By Rod Newing, ft.com
Consultants believe they have a key role to play in helping governments – and the UK coalition in particular – achieve the spending cuts they are seeking, and a critical element of this will be to help them overcome concerns about offshore outsourcing.
Offshore outsourcing is relatively mature in the commercial sector, but has so far made only limited inroads into the public sector. But now the public sector is facing the need for the kind of service improvements, efficiencies and cost reductions that offshore outsourcing already delivers so well to the commercial sector.
However, offshore outsourcing is a sensitive political issue. No government wants to be accused of exporting jobs – and they need the taxes and economic activity generated by domestic employment.
“In the US, for example, the sentiment has been very anti offshoring,” says Mark Kobayashi-Hillary, an author, blogger and adviser on globalisation. “The general public has reacted quite strongly and supported any politicians who have said that they will ban any work going offshore.”
Nevertheless, offshore outsourcing is used extensively in the US commercial sector, especially in healthcare and financial services. Mr Kobayashi-Hillary points out that the Australian government sends work to India and the Philippines and the Canadian government has started offshore outsourcing, too. The UK government has no direct offshore outsourcing contracts, but parts of wider contracts are delivered from offshore locations.
NHS Shared Business Services, jointly owned by Steria and the UK Department for Health, carries out finance and accounting. Front office services are performed locally, but much administration and data entry is performed by staff in India. “Government money is paying for people to be working in another country,” says Mr Kobayashi-Hillary, “but, as Steria becomes more efficient and innovative, hard cash is actually returned to the National Health Service.”
The Pensions Authority has a contract with Tata Consultancy Services, under which front office administration is local, but some of the underlying technology is located in India. “The UK government has been more relaxed,” Mr Kobayashi-Hillary says. “Tata was quite open that the contract would be delivered from multiple locations. The government has also been offshoring application development, application management and non-core administrative processes, like data entry and image capture and transfer.”
The offshore delivery model is expanding into new territories for delivery to new geographical markets. John O’Brien, research director for business process outsourcing at TechMarketView, an analyst and research firm, highlights expansion in South America to serve Spanish speaking countries around the world.
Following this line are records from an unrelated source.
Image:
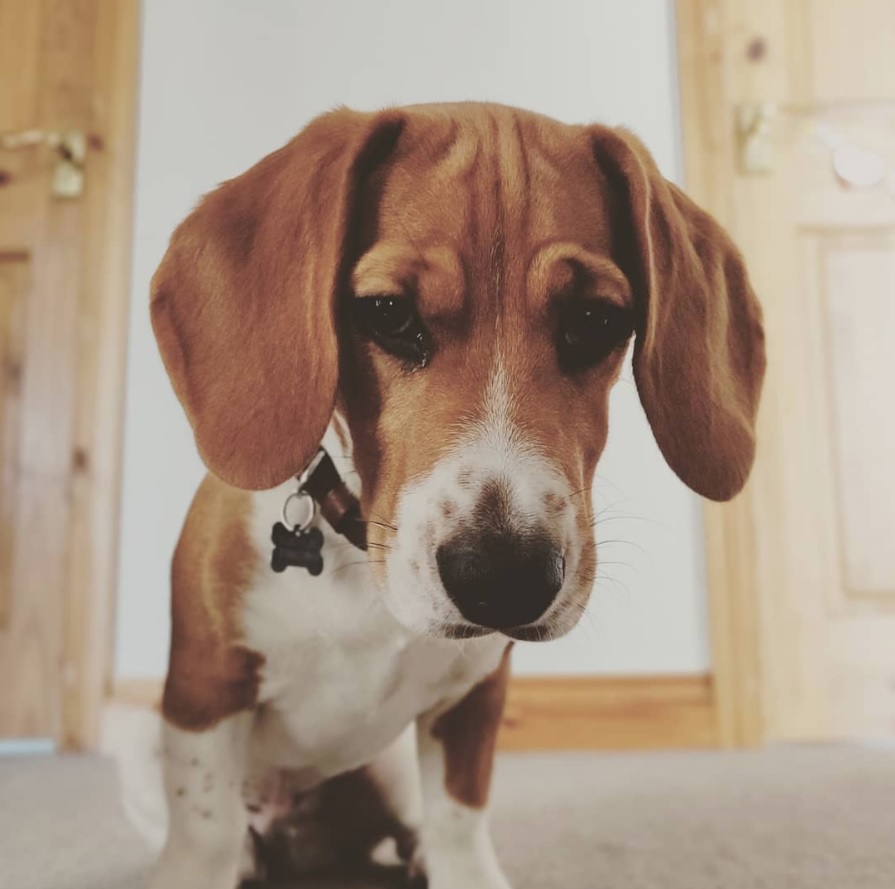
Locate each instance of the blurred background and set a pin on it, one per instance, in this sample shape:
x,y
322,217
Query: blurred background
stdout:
x,y
769,619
Similarly eastern Europe is expanding, as countries such as Romania have a multi-lingual capability, skilled and knowledgeable people with very good degrees and lower wages than western Europe. The Nordic counties have taken to offshoring and France has been using nearshore services from Morocco.
Jonathan Cooper-Bagnall, head of sourcing consulting at PA Consulting Group, says the real question is not where to outsource but whether to outsource at all. “It isn’t a case of offshore, near-shore or local,” he says. “Only once you have determined that outsourcing is right for your business should you look at components like location.”
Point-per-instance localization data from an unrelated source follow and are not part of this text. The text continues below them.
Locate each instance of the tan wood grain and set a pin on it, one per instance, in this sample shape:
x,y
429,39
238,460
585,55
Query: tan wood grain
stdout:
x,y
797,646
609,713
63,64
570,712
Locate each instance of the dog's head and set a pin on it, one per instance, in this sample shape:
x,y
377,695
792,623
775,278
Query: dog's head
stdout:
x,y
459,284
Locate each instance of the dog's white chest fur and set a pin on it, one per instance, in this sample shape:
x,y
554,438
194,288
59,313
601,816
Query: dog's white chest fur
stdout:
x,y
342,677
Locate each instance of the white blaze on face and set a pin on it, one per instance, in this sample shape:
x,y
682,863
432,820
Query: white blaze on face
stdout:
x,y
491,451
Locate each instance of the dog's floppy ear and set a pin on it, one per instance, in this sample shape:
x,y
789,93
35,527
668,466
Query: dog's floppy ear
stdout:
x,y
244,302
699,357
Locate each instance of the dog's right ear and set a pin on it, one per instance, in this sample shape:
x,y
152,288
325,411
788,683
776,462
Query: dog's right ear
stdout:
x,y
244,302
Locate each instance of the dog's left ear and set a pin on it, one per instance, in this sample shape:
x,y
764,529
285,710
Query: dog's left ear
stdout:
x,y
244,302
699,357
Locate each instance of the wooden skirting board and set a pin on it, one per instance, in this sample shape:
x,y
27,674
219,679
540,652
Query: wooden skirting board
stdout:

He says that offshore outsourcing is not a big issue, but organisations rarely understand all the factors that must be considered. These include labour costs, inflation, time zones, data security, political stability, labour availability, language skills, local infrastructure and legislation.
One of the biggest issues in offshore outsourcing is not jobs, but data. Organisations must clearly differentiate between information that legislation prevents crossig borders and that which can be sent to an offshore facility.
“Offshore outsourcing is no longer about labour arbitrage,” says Manish Vinayak Soman, best-shore leader for Hewlett-Packard in Europe, Middle East and Africa, “but finding out what skills you need in different countries and using offshoring as one component of a global delivery model. On-site, onshore, near-shore and offshore resources should be integrated into a balanced global delivery strategy. The process should be capability driven, rather than cost-driven.”
James Cockroft, associate director at Xantus Consulting suggests that transactional services, such as application development, service desk or call centre support, lend themselves to offshoring. In contrast, more strategic activities, where there is a greater need for bigger picture decision-making, or where transactional or cultural ambiguities may exist, should be retained in the home country.
Anthony Golledge, head of technical consulting at Detica, agrees that concerns over offshore outshoring are a red herring. Governments will need the expertise and resources of global operators to achieve the efficiencies they need.
Another reason why offshoring will cease to become such an issue is the increasing use of cloud computing, in which functionality is provided as a service over the internet. Mr Soman says that as long as the service is delivered as expected, people will be less worried about the location from which it is delivered, and will stop talking about offshoring.
“Government departments face a real dichotomy between meeting the savings and budget cuts from the spending review and keeping local jobs,” says Mr Cockroft. “Something will have to give and it will almost certainly be jobs. It is an appetite that leaves a sour taste in the mouth.”